A finales de enero veíamos como Italia y China estaban sumidos en la pandemia, pero unos miraban para otro lado y otros hacían chistes en las tribunas televisivas y digitales del régimen. De ese régimen joven y siniestro instaurado en diciembre. Digo siniestro por lo izquierdista, no vaya a ser que alguien crea que voy a romper yo ahora mi corrección política. Inexistente por otro lado.
Mientras se amontonaban los cadáveres en Wuhan y en Italia empezaban a cerrar tratorías, que son las ventas de España, un hombre peludo, con voz de tertuliano sabio de la crónica rosa y con pinta de profesor universitario buena gente se hacía famoso. "Aquí no pasa nada", decía el tal Simón con una sonrisa pícara, esa que ponía el profesor de Historia cuando contaba alguna maldad de los Habsburgo. "Si acaso, algún caso aislado", repetía por si acaso a alguien no le había quedado claro que aquello era un virus de temporada, una gripe pasajera, un catarro de primavera.

Una semana de vino, rosas, furbo y propaganda fue suficiente para que el virus tumbara a un país de cerca de 50 millones de almas. En una semana Simón no intuía lo famoso que iba a ser, por mucho que recibiera decenas de llamadas al día.

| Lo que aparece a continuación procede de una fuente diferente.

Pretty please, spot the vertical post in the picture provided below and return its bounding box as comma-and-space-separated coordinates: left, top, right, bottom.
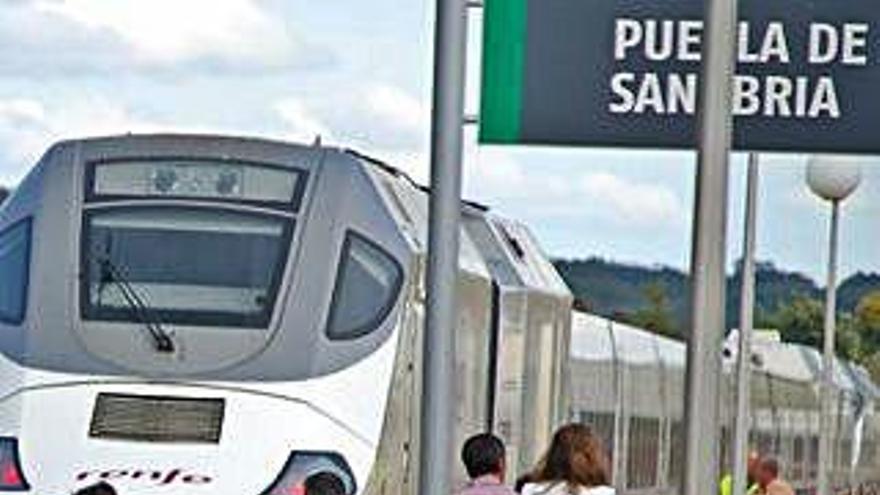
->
683, 0, 736, 488
733, 153, 759, 495
419, 0, 467, 495
816, 200, 840, 495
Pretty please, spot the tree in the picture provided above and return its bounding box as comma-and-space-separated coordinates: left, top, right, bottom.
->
629, 282, 681, 337
760, 296, 864, 361
855, 290, 880, 351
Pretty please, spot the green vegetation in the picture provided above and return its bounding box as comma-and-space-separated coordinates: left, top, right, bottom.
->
555, 258, 880, 381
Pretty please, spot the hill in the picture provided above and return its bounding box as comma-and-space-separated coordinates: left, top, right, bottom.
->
554, 258, 880, 334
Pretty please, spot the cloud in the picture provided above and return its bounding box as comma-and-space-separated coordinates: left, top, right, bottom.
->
466, 148, 687, 229
275, 98, 335, 143
0, 96, 174, 185
274, 82, 430, 157
0, 0, 330, 76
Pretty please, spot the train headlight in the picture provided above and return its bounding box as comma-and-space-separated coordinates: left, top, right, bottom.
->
0, 437, 30, 492
261, 452, 357, 495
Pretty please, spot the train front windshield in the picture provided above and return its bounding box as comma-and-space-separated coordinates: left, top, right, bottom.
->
81, 162, 296, 328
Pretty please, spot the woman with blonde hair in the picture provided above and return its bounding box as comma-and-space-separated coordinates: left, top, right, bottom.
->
522, 423, 614, 495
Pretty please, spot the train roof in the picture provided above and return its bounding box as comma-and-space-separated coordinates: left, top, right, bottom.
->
571, 311, 686, 369
571, 311, 880, 399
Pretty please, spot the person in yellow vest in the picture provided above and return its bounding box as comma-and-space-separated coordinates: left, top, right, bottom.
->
758, 458, 794, 495
718, 451, 761, 495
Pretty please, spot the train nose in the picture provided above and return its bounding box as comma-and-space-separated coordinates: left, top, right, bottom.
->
11, 385, 373, 495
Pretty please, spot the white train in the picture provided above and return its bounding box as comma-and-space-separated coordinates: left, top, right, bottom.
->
0, 135, 877, 495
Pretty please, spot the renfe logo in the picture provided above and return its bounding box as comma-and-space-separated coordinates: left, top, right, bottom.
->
76, 469, 214, 486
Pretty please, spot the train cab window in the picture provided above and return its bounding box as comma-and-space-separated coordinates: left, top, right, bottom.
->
82, 206, 293, 328
86, 158, 305, 210
0, 220, 31, 325
327, 232, 403, 340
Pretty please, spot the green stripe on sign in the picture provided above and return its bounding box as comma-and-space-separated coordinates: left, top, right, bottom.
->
480, 0, 528, 143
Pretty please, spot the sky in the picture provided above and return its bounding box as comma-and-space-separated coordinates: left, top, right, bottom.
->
0, 0, 880, 280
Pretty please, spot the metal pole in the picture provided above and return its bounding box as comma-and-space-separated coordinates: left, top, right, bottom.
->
683, 0, 736, 488
816, 200, 840, 495
419, 0, 467, 495
733, 153, 759, 495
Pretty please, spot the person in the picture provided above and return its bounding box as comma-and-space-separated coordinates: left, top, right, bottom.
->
73, 481, 116, 495
718, 451, 761, 495
458, 433, 515, 495
305, 472, 345, 495
522, 423, 614, 495
758, 458, 794, 495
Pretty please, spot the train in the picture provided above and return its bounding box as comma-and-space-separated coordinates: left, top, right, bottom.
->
0, 134, 878, 495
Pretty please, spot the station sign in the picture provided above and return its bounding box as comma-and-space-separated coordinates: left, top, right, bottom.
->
480, 0, 880, 153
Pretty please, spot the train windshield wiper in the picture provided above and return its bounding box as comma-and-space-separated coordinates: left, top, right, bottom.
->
94, 255, 174, 352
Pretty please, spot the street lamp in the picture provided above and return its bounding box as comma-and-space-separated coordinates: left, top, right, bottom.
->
807, 155, 862, 495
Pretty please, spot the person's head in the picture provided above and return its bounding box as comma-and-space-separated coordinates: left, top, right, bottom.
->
305, 473, 345, 495
531, 423, 609, 490
73, 481, 116, 495
758, 457, 779, 487
746, 450, 761, 483
461, 433, 505, 479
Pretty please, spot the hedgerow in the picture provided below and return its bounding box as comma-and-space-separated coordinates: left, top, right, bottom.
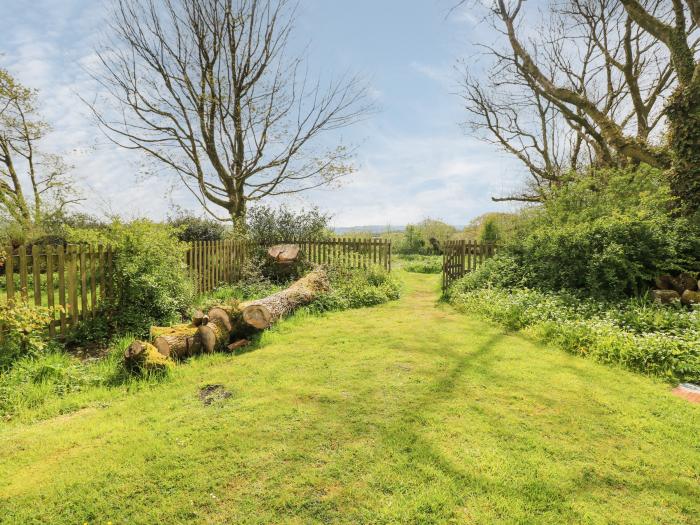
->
450, 286, 700, 382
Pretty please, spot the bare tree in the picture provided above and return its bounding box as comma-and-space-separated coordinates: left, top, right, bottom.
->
620, 0, 700, 213
0, 69, 80, 228
464, 0, 688, 200
91, 0, 371, 224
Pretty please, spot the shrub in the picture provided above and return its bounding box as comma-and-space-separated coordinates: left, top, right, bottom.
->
168, 214, 226, 242
451, 286, 700, 381
447, 253, 526, 295
0, 302, 54, 371
310, 263, 400, 312
246, 206, 331, 243
402, 255, 442, 273
511, 215, 700, 297
72, 219, 194, 336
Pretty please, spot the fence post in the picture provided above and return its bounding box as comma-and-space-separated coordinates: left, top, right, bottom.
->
18, 244, 28, 301
5, 245, 15, 303
56, 244, 67, 335
46, 244, 56, 337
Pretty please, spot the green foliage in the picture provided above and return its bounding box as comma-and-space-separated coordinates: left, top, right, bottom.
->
447, 253, 526, 296
246, 206, 331, 242
402, 255, 442, 273
451, 284, 700, 381
168, 214, 226, 242
0, 272, 700, 525
72, 219, 193, 336
394, 219, 457, 255
396, 224, 426, 254
479, 218, 501, 242
462, 212, 523, 242
512, 214, 700, 297
0, 335, 163, 419
309, 264, 400, 312
506, 166, 700, 297
0, 302, 54, 370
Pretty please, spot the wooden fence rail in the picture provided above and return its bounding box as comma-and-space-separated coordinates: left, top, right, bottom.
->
0, 238, 391, 336
258, 237, 391, 272
186, 238, 391, 293
442, 240, 498, 290
0, 244, 113, 336
186, 240, 249, 294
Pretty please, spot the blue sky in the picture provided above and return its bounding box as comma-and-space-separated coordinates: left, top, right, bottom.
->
0, 0, 523, 226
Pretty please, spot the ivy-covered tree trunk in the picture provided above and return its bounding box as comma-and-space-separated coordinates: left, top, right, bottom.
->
667, 82, 700, 213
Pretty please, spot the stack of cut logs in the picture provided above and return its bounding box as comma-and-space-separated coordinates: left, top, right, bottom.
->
124, 268, 329, 369
651, 273, 700, 306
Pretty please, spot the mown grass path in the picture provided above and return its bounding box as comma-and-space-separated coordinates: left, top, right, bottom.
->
0, 274, 700, 525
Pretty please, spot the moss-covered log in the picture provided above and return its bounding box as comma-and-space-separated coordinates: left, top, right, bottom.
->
267, 244, 299, 264
193, 308, 232, 354
192, 310, 209, 326
124, 341, 174, 373
240, 268, 329, 331
151, 324, 197, 359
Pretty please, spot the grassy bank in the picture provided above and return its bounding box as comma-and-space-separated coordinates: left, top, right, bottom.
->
0, 274, 700, 525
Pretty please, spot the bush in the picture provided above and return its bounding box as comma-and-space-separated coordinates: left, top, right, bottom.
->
168, 214, 226, 242
451, 285, 700, 381
511, 215, 700, 297
72, 219, 194, 337
310, 263, 400, 312
447, 253, 525, 295
0, 302, 54, 371
482, 166, 700, 298
402, 255, 442, 273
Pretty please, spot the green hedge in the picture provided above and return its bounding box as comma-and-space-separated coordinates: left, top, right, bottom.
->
450, 283, 700, 382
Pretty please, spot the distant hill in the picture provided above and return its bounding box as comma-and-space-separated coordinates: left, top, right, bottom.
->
333, 224, 406, 235
333, 224, 464, 235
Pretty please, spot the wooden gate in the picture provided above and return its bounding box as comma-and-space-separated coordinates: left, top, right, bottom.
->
442, 240, 498, 290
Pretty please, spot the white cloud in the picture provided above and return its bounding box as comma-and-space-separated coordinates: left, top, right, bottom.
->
0, 0, 519, 226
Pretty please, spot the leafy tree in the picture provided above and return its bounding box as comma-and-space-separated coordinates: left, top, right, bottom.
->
481, 218, 501, 242
168, 214, 226, 242
246, 205, 331, 242
0, 69, 79, 230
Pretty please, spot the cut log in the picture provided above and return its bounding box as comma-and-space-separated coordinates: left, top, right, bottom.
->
192, 307, 233, 354
654, 274, 673, 290
124, 341, 174, 373
681, 290, 700, 306
267, 244, 299, 264
151, 324, 197, 359
651, 290, 681, 304
192, 310, 209, 326
240, 269, 329, 330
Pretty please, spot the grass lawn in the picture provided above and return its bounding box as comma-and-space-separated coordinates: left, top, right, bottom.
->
0, 274, 700, 525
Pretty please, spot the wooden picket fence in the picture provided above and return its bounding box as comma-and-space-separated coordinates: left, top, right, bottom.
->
0, 244, 114, 336
0, 238, 391, 338
186, 238, 391, 294
442, 239, 498, 290
185, 240, 249, 294
259, 237, 391, 272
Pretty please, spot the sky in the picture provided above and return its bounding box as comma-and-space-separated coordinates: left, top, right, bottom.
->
0, 0, 524, 226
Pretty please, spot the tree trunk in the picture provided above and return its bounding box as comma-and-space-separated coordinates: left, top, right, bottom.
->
192, 310, 209, 326
124, 341, 173, 373
667, 82, 700, 215
193, 306, 235, 354
151, 324, 197, 359
240, 270, 329, 330
267, 244, 299, 264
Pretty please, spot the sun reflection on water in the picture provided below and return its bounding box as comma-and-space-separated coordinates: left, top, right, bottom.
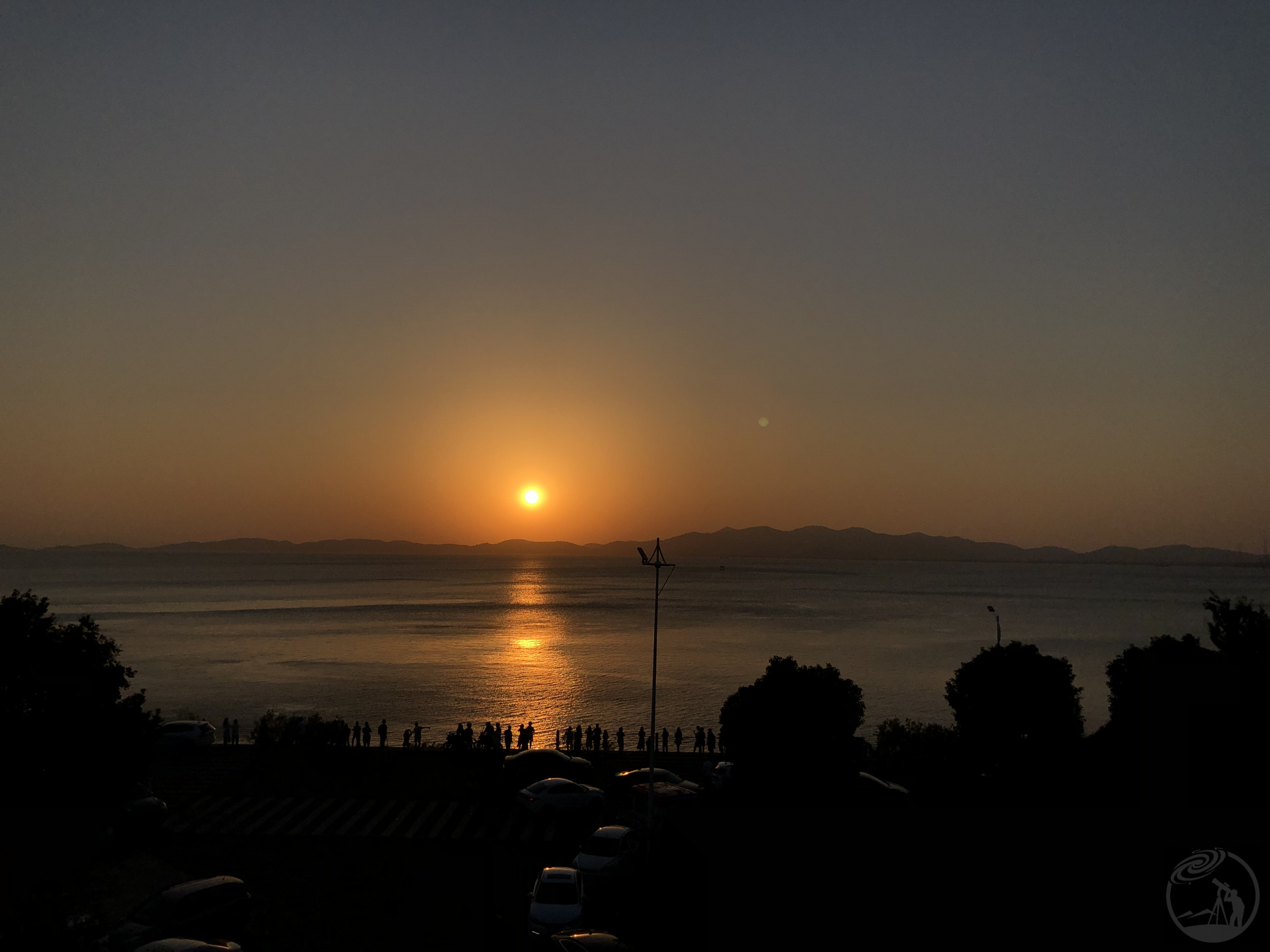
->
489, 563, 581, 729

De aquellos polvos vinieron estos muertos -5.812 cuando escribo estás líneas-.

Ahora, los que no quisieron ver venir al lobo, conviven plácidamente con él y se enfrentan a la duda existencial de otra fábula: la de los dos conejos. Así, entre ellos se preguntan sin son galgos o son podencos, es decir, si es lo público o lo privado lo que importa para sacarnos del atolladero. Mientras, el lobo sigue haciendo de las suyas, riéndose a carcajadas mientras escucha la diatriba de los conejos. Y Simón continúa saliendo cada día, con su camisa a cuadros de funcionario aseado, pero con la cara cada vez más cansada por los infectados y las infectadas, por los muertos y las muertas.
Va a ser complicado acabar con el coronavirus en España, sobre todo porque el lobo está en el Gobierno.